#  > 【月之花海】獸迷、毛毛、Furry討論區 >  > 動物風情 >  > 動物新聞剪影 >  >  童被咬死，羅馬尼亞掀屠狗潮！！！

## 斯冰菊

【蘋果連結】：http://www.appledaily.com.tw/appleda...8B%97%E6%BD%AE

羅馬尼亞
【於慶中╱綜合外電報導】美國《紐約日報》前天報導，今年8月羅馬尼亞有一名4歲男童被流浪狗咬死，引發全國民眾關注，更掀起一股撲殺流浪動物潮，街邊的流浪狗要不是被人拳打腳踢，就是遭到冷血虐殺，已陸續傳出多起初生幼犬在路邊活活被燒死、流浪貓脊椎被打斷的案例。
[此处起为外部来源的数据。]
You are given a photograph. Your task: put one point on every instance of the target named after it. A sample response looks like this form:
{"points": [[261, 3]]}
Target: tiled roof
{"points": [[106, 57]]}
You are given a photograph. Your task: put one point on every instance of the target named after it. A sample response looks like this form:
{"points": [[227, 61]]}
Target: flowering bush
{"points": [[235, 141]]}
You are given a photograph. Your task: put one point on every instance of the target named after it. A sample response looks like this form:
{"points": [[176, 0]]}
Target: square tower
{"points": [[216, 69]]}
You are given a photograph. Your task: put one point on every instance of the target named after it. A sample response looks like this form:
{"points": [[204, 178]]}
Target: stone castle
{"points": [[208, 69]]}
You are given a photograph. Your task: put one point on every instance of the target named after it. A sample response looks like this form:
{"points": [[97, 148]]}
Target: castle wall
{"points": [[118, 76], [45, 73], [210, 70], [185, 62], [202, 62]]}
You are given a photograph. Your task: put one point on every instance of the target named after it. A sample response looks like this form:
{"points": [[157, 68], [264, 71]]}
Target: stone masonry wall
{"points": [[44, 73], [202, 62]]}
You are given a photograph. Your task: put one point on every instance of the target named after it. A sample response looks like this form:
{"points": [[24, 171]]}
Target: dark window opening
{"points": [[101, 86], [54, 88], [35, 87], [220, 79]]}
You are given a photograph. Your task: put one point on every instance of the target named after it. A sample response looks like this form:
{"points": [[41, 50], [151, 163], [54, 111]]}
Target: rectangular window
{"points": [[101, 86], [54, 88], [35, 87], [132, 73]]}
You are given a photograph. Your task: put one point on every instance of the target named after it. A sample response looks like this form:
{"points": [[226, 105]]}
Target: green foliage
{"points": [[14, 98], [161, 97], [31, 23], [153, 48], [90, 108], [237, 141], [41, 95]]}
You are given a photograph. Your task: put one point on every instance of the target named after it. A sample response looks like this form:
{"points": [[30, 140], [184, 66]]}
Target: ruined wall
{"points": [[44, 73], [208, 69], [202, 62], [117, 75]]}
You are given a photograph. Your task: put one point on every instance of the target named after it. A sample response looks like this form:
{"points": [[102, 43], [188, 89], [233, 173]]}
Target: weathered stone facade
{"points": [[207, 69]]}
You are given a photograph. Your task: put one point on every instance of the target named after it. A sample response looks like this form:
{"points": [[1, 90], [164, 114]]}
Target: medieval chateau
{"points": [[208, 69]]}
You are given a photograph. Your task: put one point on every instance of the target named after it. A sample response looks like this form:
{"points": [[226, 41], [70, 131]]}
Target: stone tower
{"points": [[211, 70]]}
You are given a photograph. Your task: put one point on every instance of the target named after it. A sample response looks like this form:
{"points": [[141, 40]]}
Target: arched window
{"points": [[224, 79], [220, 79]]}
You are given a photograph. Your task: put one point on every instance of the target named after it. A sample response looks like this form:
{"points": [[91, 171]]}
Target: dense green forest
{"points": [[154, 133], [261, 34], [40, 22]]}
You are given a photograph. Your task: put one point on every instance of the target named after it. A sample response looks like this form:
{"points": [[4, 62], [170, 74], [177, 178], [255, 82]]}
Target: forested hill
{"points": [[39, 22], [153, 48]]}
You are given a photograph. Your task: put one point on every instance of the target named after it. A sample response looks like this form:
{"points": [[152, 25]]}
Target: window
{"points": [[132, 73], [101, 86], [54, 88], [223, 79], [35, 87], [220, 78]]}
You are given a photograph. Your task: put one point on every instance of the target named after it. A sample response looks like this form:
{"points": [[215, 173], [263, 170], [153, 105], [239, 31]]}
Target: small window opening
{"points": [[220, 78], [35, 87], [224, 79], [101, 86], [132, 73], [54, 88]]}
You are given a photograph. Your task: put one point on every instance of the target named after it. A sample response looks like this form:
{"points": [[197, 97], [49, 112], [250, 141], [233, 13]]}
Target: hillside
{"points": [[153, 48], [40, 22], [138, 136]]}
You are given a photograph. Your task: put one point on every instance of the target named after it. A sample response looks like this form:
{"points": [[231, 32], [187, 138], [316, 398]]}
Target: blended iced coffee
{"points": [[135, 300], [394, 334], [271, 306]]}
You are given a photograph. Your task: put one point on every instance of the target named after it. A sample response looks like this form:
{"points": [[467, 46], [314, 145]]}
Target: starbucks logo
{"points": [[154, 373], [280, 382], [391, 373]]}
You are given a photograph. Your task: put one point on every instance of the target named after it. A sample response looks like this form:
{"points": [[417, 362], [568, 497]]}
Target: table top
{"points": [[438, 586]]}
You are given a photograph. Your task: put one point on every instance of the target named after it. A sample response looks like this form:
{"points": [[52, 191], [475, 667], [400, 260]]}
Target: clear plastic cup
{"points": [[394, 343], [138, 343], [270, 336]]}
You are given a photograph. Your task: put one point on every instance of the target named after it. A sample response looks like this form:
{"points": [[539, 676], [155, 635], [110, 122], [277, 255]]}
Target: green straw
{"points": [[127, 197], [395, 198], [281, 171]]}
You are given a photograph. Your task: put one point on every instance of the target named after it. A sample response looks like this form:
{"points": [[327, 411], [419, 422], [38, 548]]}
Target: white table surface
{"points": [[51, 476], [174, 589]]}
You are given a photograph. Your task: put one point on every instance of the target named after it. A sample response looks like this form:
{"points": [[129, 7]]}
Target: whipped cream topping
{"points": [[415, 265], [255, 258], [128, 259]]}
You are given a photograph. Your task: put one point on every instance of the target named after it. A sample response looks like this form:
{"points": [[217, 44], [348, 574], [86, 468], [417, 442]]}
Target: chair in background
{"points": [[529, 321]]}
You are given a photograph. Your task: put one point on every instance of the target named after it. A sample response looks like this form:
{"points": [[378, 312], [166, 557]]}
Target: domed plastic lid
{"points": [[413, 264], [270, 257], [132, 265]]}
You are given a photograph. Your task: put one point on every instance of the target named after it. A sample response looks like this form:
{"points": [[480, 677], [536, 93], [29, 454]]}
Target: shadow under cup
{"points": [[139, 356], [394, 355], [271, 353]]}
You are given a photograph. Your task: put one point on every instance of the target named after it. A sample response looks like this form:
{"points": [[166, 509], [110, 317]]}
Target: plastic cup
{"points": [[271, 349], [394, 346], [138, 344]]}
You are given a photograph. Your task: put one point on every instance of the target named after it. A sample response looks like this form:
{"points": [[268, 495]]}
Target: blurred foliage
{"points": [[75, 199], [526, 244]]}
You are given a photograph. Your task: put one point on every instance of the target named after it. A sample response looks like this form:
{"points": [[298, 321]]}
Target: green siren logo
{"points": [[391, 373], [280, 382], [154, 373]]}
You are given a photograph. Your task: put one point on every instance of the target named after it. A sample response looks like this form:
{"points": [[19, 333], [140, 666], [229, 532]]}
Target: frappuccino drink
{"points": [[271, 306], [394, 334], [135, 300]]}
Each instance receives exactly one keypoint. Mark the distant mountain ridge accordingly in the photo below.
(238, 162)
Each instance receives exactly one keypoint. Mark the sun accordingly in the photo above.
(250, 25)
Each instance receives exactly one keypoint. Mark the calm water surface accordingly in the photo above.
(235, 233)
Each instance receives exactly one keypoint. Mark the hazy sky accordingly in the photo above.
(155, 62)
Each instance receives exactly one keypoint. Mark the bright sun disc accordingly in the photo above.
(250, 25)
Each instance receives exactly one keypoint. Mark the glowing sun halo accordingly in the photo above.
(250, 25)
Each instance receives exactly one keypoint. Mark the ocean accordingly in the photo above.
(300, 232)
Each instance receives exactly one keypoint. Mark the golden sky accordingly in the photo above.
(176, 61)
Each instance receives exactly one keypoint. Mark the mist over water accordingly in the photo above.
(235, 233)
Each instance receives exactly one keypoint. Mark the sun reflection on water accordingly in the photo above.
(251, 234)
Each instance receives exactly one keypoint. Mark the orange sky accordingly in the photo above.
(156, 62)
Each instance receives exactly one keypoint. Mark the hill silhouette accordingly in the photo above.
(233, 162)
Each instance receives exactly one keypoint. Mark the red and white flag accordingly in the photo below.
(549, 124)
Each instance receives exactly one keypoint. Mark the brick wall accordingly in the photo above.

國際愛護動物組織「Four Paws」過去6周已接到15起虐待動物投訴，事態有擴大趨勢。

沒人認養就撲殺
男童遭咬死事件傳出時，政府對應措施就是全力捕捉流浪狗，並且嚴格執行2周內無人認養就逕行撲殺。「Four Paws」認為，媒體過度渲染造成民眾觀念被誤導，心理學家圖豆斯說：「當時社會上的氛圍，好像男童被狗咬死，全國動物都要受罰。」 
好萊塢動作影星史蒂芬席格（Steven Seagal）曾特別前往當地，以每月18美元（約530元台幣），領養一隻七個月大的小狗，呼籲民眾重視這個問題。 

嗥真的，本狼原先對羅馬尼亞印象頗佳，其本來是一個在鄂圖曼土耳其統治之下被羅剎帝國煽動獨立的國家，後來在二戰時被納粹佔領；冷戰時期由共產黨統治，78年(1989)年底羅馬尼亞的國民英勇推翻了暴虐的獨裁者西奧塞斯古。96年(2007)羅馬尼亞和保加利亞一起加入歐盟。還有就是南方四賤客有伊集就是講羅馬尼亞五胞胎的故事。

一個讓本狼甚是同情的國家，怎麼會變成虐殺流浪狗的暴虐之國？ :wuffer_pissed: 這讓本狼何其痛心哪！！！ :wuffer_bawl: 希冀這股暴虐風潮別延燒到歐盟其他國家！！！

----------